Цивилизаторство подобного рода активно поддерживается и сегодня. «Министр обороны [США] Рамсфельд лично одобрил шестнадцать нетрадиционных методов ведения допроса [в военной тюрьме Гуантанамо]» [24. Ren-TV. 14.06.05] – иными словами, речь идет о регулярном и официально санкционированном применении американскими тюремщиками пыток пленных (то же – в Ираке и т. д.): они – не американцы, т. е. не люди в полном смысле слова. Ср.: «Американские вертолетчики расстреляли в Ираке 12 мирных жителей, при этом вели себя как гэймеры, стремящиеся набрать побольше очков» [24. Ren-TV. 07.04.10]. Точечный гуманизм оказывается выгодным и в сугубо коммерческом отношении: в ходе гуманитарной операции после катастрофического землетрясения на Гаити были (по-видимому, случайно) задержаны несколько граждан США, пытавшихся вывезти с острова десятки гаитянских детей (у многих из которых, как установлено, живы родители) якобы с благородной целью усыновления; предположительно – для использования в качестве доноров органов [Время. 1 канал. 01.02.10] (в общем-то, всё это вполне естественно: ведь и высокоразвитые уэллсовские марсиане с их интеллектом и замечательными техническими достижениями были вынуждены, в силу своей природной физиологии, для пропитания впрыскивать себе кровь из жил живых людей).

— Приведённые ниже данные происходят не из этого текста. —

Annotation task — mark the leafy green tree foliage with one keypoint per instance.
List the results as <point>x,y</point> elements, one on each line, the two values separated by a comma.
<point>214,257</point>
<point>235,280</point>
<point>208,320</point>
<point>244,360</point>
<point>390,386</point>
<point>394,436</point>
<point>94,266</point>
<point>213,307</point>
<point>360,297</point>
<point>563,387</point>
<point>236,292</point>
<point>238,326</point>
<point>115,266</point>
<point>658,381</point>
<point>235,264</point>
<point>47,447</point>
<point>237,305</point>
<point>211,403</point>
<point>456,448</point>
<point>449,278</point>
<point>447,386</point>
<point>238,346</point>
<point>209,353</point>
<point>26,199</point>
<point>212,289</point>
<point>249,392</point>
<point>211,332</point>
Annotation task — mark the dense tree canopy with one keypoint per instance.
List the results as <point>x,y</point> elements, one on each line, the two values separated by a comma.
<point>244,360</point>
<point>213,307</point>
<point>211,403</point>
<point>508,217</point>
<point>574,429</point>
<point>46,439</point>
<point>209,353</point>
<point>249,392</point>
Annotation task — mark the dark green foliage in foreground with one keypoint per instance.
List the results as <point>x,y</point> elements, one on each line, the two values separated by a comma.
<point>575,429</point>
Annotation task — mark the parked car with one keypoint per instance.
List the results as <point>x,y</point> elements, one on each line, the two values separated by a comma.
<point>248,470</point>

Ср.: «Средства массовой информации распространили сообщение: в Чечне найдены отрезанные головы похищенных ранее англичан и одного новозеландца… Их захватили, по-видимому, ради выкупа, но убили в процессе освобождения, чтобы чего-нибудь не разболтали. Мир содрогнулся от такой жестокости. Раньше, когда всё это касалось русской крови, никого особенно подобное не интересовало. Так, в самом конце 1994 г. в станице Асиновской федералам были подброшены в мешке головы четырех российских пограничников, не принимавших, кстати, участия в боевых действиях. Затрепетал ли в страхе цивилизованный мир?» [Есин 2002: 159].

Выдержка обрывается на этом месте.